Audi C-V2X to improve Georgia school safety

OEM works with Applied Information in city of Alpharetta to urge drivers to slow down
Networking & Communication Systems / November 6, 2020
By Ben Spencer
Audi’s C-V2X application is expected to warn drivers when they are approaching a school bus (Credit: Audi of America)
Audi’s C-V2X application is expected to warn drivers when they are approaching a school bus (© Audi of America)

Audi of America is working with Applied Information and tech firm Temple to develop connected vehicle applications to improve safety for school children in the city of Alpharetta, Georgia.

Pom Malhotra, director, connected services at Audi, says: “Using next-generation cellular technology, we have an opportunity to help save lives of some of the most vulnerable road users — school children.”

Audi says the first application, using Cellular Vehicle to Everything (C-V2X) technology, is designed to warn drivers when they are approaching an active school safety zone and if they are exceeding the speed limit when children are present. 

Roadside units (RSUs) installed in flashing signs called school zone safety beacons will broadcast messages to vehicles indicating location of the school and reduced speed limit.

This deployment will help alert drivers to changes in the speed limit as school times change due to half school days and early dismissals for weather, the company adds. 

A second application is expected to warn drivers when they are approaching a school bus stopped to pick up and drop off students. 

On-board units (OBUs) will broadcast C-V2X safety messages from school buses to C-V2X-equipped vehicles when the bus stop arm is extended to indicate no passing is allowed.

Modified Audi e-tron test vehicles will implement the C-V2X capabilities. 

The technologies are similar to those announced last month in a collaboration with the Virginia Department of Transportation to help protect roadside construction workers. 

Temple is to deploy the school bus OBU and school beacon RSUs which are being supplied by Applied. 

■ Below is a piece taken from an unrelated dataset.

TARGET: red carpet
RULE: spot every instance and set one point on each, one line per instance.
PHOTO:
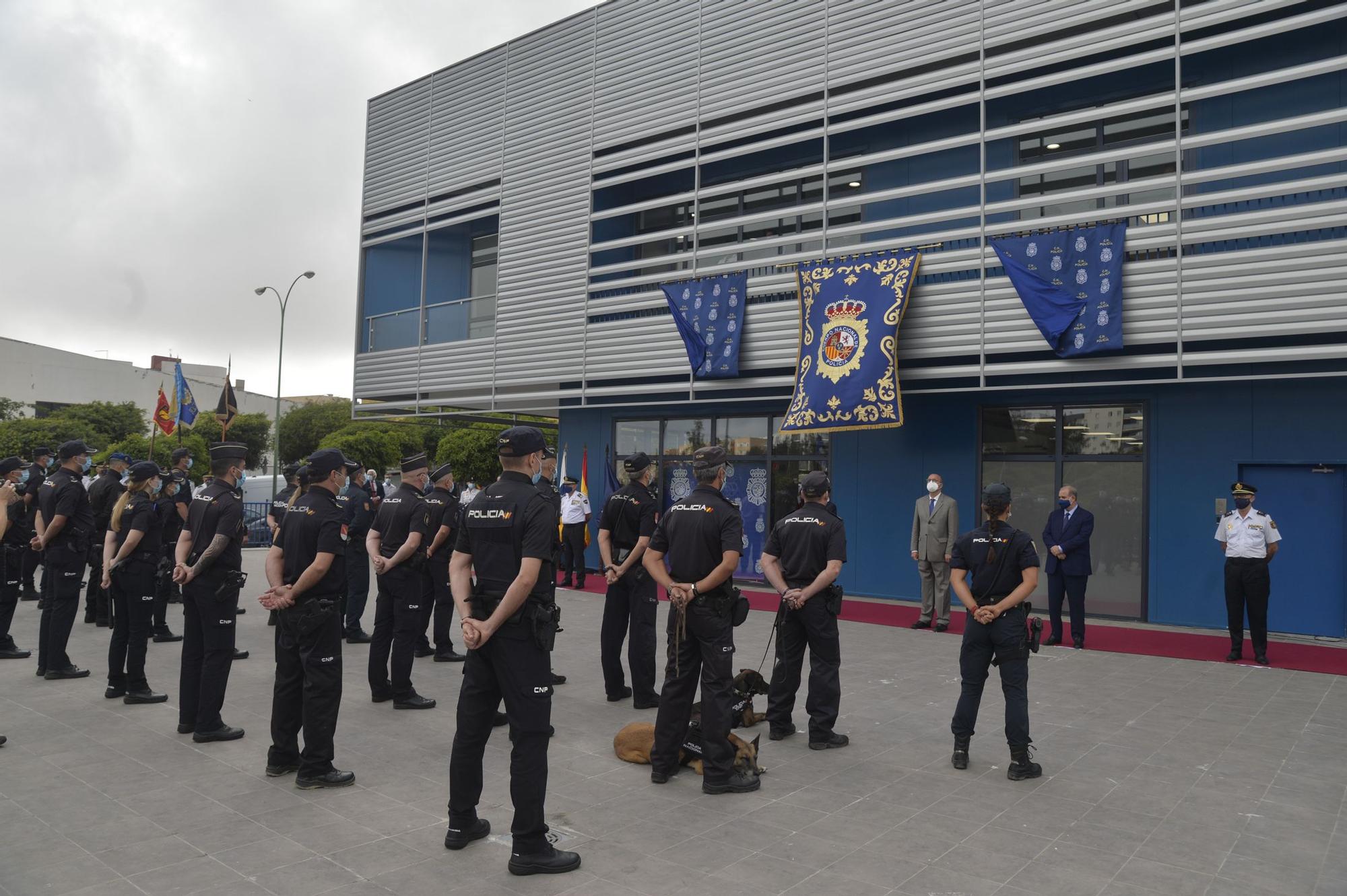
(1119, 640)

The applications will be developed at the city's Infrastructure Automotive Technology Laboratory.

The laboratory was established to encourage automakers to test connected vehicle technology in a “streetscape” setting featuring real-world interferences and obstructions. 

Audi regards Alpharetta as a prime location test Vehicle to Infrastructure (V2I) technologies because it has 125 connected traffic signals. 

According to the automaker, 55 of those signals are capable of direct C-V2X communication between a vehicle and a signal using short-distance cellular communication.

The signals help optimise green light timing and traffic flow as well as traffic light information equipped in many Audi vehicles, it adds.